Iranian elections 101
“Iran is not Saudi Arabia,” Iranians always say. They hold elections and women can vote. Indeed, people turn out from time to time to vote for presidential elections, parliamentary elections and such. People vote, but whether every vote counts is a big question mark. And being “eligible” to be a candidate is a tough job.
This time there are two elections at the same time. Long queues formed in front of voting centers. Women seemed eager to vote this time; some young women were distributing pictures of Mir-Hossein Mousavi, a former reformist presidential candidate who is under house arrest today.
State TV IRIB did not air much about the election. And this means something. This is the rule: In any Iranian election when the turnout is high, reformists are elected; when the middle class does not vote, hardliners become the winners. So it is no surprise the IRIB has not done much with a higher turnout.
Although presidential elections are usually more exciting, this election means a lot this time. Assembly of Experts members will be elected; those members will be electing the next Rahbar, after Ali Khamenei passes away. Also, parliamentary elections are taking place. There are 290 seats in the Iranian parliament and 149 seats are needed to form a majority.
The result of the election will be a reference point for Iranian President Hassan Rouhani. He is bit by bit mending relations with the West. He is trying to fight corruption within the state and trying to recover the messed up Iranian economy.
You may observe the voters and conduct polls, but you can never know what the result will be. The 2009 presidential election was surely a benchmark in post-revolution Iranian history. Mousavi was the reformist candidate and Mahmoud Ahmadinejad was the principilist. Middle-class neighborhoods were cheering with Mousavi speeches. He was basically saying the slogan “Marg bar Amrika” (Down with America) was not doing well for anyone. He was claiming Iran should become a rational international actor, cooperating with neighboring states such as Turkey, instead of Hugo Chavez’s Venezuela. He was talking about unemployment, corruption and the hopelessness Iranian youths feels. Ahmadinejad answered all this discourse with a file he waved in his hand on an Iranian TV show during a debate with Mousavi. Ahmadinejad yelled that evening, “Shall I show this?”
Mousavi’s wife, Zahra Rahnavard, used to be a Westernized feminist in the pre-revolution times, and when they met Ms. Rahnavard was famous for her miniskirts. So photographs of Rahnavard from those days were in the file, as everybody knew. That was the level then. You know the rest of the story: Ahmadinejad “won” the elections. People took to the streets claiming the election was rigged. The protests were brutally clamped down.

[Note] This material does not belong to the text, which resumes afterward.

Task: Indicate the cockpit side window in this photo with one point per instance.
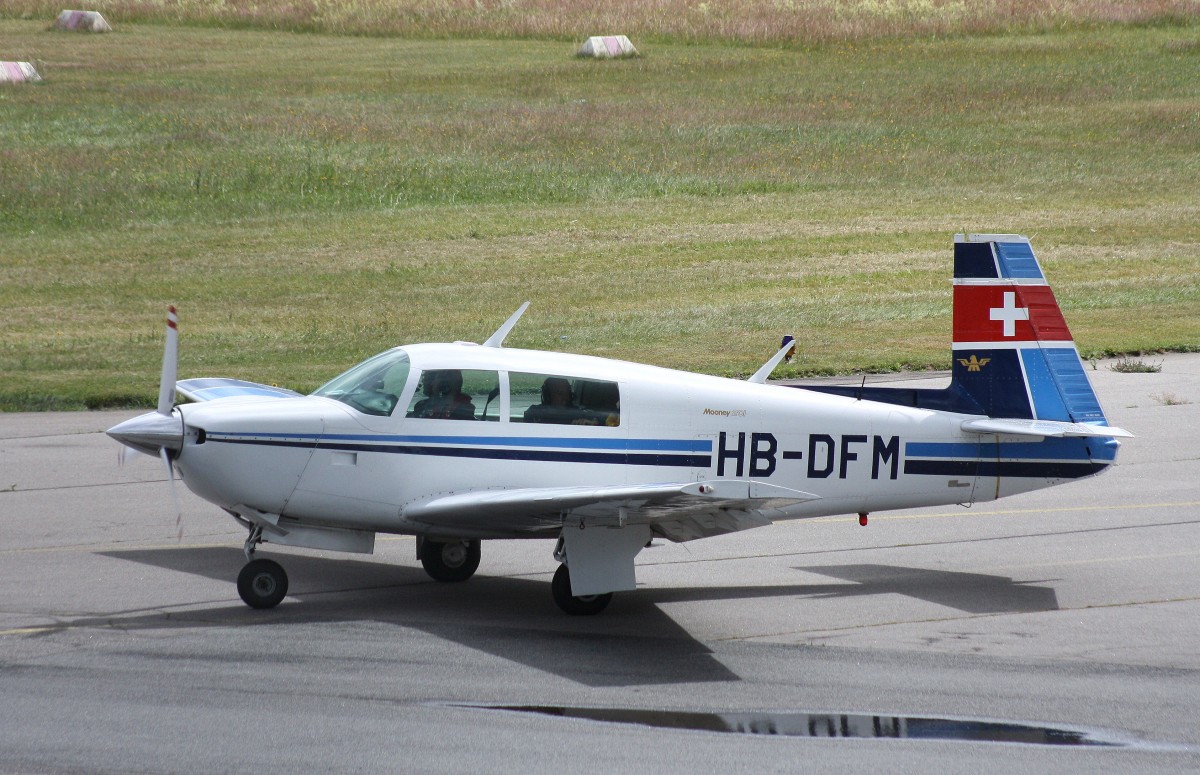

A lot has changed since 2009. Now here is Iran again during an election period. Mousavi, his wife and another reformist politician, Mehdi Karroubi, all the prominent reformist figures of 2009, are under house arrest. They wanted to at least be able to cast their votes in their homes.
Reformists are not anti-revolutionaries, they are part of the regime, but yet even they are not tolerated these days. Reformist candidates have not been able to join the election; most of such names were banned by the Guardian Council, the body that oversees the electoral process. Even Ruhollah Khomeini’s grandson was not allowed to join the election as a member of the Assembly of Experts. So the race is between the moderates and the hardliners. There are reformist figures in moderate’s lists but also principilist figures are on the list, such as Ali Larijani.
Moderates are after a kind of glasnost. Complying with peoples’ demands for more democracy will save the regime from a moderate point of view. Hardliners think the opposite. This camp thinks any kind of democratic demand is actually coming from the “Satanic West.”
However, most political figures are aware a considerable part of the youth is not happy with the situation. People keep asking why the regime keeps financing Lebanese Hezbollah and Hamas in Gaza, as inflation keeps rising and officers keep being paid ridiculously low salaries. People keep asking why Iranian soldiers keep dying on Syrian soil.
Iran is not usually what is seems. The political elite are aware of that, and they want to avoid opening Pandora’s Box.